Today was #5,400 in the running streak. It felt like I was both mentally and physically tired while trying to complete the 2.1-mile course. I pushed through with thoughts of the inevitable end to my precious streak and images of Frankenstein on the operating table. When I met with the surgeon later in the day, she confirmed that they would need to open my breast plate to access the area where my aorta enters the heart chamber. She recommended replacing the now calcified and leaky valve with one from a willing bovine or swine. I was impressed with her explanation and detailed drawing of the surgical plan but struggled with her lack of experience.
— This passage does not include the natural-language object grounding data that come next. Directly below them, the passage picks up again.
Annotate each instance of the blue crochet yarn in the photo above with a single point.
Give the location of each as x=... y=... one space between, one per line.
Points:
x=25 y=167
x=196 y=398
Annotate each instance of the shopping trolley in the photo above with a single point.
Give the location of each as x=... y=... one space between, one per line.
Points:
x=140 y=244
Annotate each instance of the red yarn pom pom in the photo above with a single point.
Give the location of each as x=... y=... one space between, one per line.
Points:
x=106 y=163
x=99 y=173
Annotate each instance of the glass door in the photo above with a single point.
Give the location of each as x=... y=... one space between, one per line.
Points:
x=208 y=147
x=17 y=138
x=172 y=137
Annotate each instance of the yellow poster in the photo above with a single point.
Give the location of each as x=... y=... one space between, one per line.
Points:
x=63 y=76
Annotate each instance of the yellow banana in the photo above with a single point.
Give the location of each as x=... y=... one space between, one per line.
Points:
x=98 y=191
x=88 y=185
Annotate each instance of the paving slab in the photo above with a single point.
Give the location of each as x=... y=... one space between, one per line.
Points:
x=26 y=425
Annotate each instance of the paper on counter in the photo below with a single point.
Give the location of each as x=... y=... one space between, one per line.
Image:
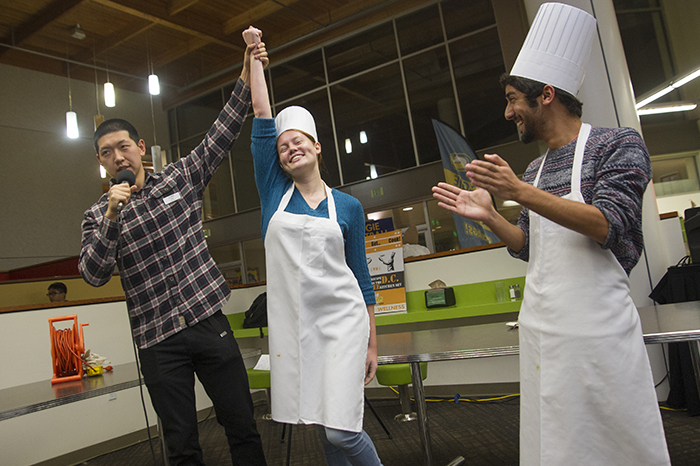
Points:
x=263 y=363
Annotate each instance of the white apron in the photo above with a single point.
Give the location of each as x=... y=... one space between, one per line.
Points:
x=587 y=393
x=317 y=321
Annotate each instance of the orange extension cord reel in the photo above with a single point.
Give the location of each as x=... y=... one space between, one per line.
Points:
x=67 y=348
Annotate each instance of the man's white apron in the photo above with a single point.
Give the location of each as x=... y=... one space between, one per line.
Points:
x=587 y=391
x=317 y=321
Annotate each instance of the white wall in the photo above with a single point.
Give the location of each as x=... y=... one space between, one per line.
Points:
x=47 y=181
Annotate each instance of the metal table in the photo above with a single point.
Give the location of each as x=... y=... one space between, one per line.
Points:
x=37 y=396
x=660 y=324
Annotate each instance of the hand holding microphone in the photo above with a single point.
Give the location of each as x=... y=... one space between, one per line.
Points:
x=121 y=190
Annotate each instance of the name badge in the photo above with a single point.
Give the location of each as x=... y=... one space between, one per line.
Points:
x=172 y=198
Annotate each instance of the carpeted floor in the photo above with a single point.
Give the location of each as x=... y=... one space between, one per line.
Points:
x=485 y=434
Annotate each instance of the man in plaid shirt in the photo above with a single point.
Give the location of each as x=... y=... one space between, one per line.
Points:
x=174 y=291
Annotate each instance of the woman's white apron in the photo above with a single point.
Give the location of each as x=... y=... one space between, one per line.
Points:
x=317 y=321
x=587 y=394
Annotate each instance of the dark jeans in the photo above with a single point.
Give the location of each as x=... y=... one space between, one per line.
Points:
x=209 y=349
She’s a graduate of UF and specializes in aorta repair, but she doesn’t have the expertise of a master surgeon with 10,000 hours of practice. I was warned that this would be an issue at a Regional Hospital like Sarasota Memorial. I was also not comfortable with the fact that the department head passed me off to a relative rookie. We’ll now look more seriously at Tampa and Stanford.
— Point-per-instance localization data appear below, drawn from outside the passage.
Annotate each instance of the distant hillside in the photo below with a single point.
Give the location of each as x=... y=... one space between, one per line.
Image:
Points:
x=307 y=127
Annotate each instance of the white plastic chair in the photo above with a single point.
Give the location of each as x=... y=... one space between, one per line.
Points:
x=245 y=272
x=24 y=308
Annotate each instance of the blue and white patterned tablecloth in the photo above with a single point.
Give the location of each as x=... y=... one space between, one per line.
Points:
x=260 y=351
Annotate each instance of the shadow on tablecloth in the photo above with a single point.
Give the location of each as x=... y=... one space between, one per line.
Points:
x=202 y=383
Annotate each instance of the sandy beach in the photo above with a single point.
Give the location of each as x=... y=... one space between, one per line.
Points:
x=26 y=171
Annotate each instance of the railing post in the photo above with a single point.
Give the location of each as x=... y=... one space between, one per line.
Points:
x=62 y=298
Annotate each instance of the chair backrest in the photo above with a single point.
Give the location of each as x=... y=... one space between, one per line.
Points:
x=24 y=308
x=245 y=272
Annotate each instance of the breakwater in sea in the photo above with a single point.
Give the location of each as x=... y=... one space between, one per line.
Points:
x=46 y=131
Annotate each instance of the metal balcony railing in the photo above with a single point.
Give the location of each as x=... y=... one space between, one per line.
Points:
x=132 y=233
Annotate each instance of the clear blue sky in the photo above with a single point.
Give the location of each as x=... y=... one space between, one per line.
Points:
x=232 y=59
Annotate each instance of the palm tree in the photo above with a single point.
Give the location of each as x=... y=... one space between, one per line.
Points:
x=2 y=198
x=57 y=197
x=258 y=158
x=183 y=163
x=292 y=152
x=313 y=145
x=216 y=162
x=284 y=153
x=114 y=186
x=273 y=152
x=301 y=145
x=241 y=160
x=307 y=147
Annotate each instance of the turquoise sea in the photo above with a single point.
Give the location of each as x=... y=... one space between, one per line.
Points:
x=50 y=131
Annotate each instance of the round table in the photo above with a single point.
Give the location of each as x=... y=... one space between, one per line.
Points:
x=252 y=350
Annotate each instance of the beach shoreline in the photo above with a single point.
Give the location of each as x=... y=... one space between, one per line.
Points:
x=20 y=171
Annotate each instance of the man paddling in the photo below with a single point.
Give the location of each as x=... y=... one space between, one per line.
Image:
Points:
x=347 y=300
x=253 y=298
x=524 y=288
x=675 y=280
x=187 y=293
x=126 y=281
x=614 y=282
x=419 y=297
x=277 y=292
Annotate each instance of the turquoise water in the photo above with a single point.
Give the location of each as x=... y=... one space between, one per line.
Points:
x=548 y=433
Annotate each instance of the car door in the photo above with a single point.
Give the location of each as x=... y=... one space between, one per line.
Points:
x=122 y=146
I’m feeling a bit depressed and sorry for myself after years of exercise and conditioning that I thought would keep me healthy. Instead, I’m looking at a serious operation where they actually stop my heart, functioning only via ventilation, followed by months of rehabilitation. The surgeon assured me that I would feel much better in the long run, seemingly amazed at the fact that I could continue to run despite the circulation and breathing issues that I’ve faced. The deterioration in my running skills have been obvious but so gradual that I’ve gotten accustomed to the routine. I hope to keep going until the surgery and restart this daily habit in the future. At least, there’s a little bit of optimism left in me.
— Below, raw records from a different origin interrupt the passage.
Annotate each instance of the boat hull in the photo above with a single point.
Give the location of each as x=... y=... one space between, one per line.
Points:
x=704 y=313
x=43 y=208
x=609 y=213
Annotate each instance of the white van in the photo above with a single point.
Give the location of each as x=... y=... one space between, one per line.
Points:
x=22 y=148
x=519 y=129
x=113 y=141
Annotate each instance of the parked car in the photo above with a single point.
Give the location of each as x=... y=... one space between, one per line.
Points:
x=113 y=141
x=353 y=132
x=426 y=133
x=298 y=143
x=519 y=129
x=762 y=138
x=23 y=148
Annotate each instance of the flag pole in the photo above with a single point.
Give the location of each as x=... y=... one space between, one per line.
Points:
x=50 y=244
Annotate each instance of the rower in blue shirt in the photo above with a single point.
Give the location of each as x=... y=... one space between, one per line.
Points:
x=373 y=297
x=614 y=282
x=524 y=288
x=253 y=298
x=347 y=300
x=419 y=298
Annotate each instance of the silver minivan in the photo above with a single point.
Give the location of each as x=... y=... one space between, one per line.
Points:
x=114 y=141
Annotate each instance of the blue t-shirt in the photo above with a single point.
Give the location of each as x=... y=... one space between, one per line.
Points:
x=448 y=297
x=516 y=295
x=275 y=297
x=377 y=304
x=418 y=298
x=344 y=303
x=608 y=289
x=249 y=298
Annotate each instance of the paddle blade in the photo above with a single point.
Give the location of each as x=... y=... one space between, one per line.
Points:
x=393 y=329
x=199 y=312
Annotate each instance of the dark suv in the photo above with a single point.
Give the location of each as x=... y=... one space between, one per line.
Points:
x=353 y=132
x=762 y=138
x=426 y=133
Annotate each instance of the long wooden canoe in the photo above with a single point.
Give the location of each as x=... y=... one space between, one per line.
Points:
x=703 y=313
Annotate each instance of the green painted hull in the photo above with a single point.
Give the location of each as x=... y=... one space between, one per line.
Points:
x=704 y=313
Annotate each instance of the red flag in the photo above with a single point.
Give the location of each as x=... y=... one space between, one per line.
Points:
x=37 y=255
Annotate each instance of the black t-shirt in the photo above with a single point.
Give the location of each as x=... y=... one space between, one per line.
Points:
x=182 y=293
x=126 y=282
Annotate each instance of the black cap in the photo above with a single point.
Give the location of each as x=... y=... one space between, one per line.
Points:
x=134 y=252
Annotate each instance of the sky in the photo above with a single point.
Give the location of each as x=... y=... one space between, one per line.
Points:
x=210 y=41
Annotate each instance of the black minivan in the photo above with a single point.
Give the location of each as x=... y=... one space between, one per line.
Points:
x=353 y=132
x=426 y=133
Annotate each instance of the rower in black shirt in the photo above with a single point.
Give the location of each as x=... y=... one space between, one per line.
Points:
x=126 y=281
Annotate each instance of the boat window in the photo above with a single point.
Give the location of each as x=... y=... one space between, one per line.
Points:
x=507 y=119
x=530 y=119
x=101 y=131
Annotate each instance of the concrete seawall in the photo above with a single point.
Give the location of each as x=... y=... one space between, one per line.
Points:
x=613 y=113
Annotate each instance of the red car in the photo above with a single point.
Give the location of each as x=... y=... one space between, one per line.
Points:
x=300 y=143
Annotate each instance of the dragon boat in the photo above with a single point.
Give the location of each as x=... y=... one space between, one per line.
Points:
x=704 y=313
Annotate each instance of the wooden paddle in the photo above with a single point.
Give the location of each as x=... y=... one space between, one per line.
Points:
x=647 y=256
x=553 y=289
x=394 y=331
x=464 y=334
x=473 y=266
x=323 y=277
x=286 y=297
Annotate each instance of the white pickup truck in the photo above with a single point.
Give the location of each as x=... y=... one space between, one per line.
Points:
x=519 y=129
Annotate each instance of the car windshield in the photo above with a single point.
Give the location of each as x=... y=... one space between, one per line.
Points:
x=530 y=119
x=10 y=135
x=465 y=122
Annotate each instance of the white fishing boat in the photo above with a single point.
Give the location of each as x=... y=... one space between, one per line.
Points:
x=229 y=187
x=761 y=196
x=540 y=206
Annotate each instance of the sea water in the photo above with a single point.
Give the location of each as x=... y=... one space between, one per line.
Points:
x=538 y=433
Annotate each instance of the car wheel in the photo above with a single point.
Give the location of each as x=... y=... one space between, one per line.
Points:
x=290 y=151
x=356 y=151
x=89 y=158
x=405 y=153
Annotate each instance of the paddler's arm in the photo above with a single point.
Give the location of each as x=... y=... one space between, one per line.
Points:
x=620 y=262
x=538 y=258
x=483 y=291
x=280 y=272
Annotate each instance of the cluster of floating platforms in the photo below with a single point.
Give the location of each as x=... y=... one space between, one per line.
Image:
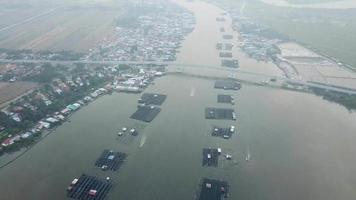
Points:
x=152 y=99
x=225 y=55
x=225 y=133
x=228 y=37
x=227 y=84
x=220 y=113
x=110 y=160
x=211 y=157
x=146 y=113
x=89 y=188
x=213 y=189
x=224 y=46
x=145 y=110
x=230 y=63
x=224 y=98
x=220 y=19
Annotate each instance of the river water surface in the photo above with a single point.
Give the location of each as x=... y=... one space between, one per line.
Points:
x=301 y=146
Tomorrow, it’s the urologist for more prostrate tests and Friday will be a preliminary Prokera insertion, a healing device made from amniotic membrane, done prior to cataract surgery. Apparently, the surfaces of my eyes are just as wrinkled as the rest of my body, so they have to smooth the ocular surface. I have yet to find someone else that has had this done but according to the doctor it is not initially painful, but “fifteen minutes after you leave my office, you’ll hate me.” I’m not looking forward to the weekend, looking through an extra layer of tissue and waiting for the next dose of Xanax. I’ll also need this pain killer to watch Michigan once again demolish Indiana in football. It’s all at least a distraction from a broken heart.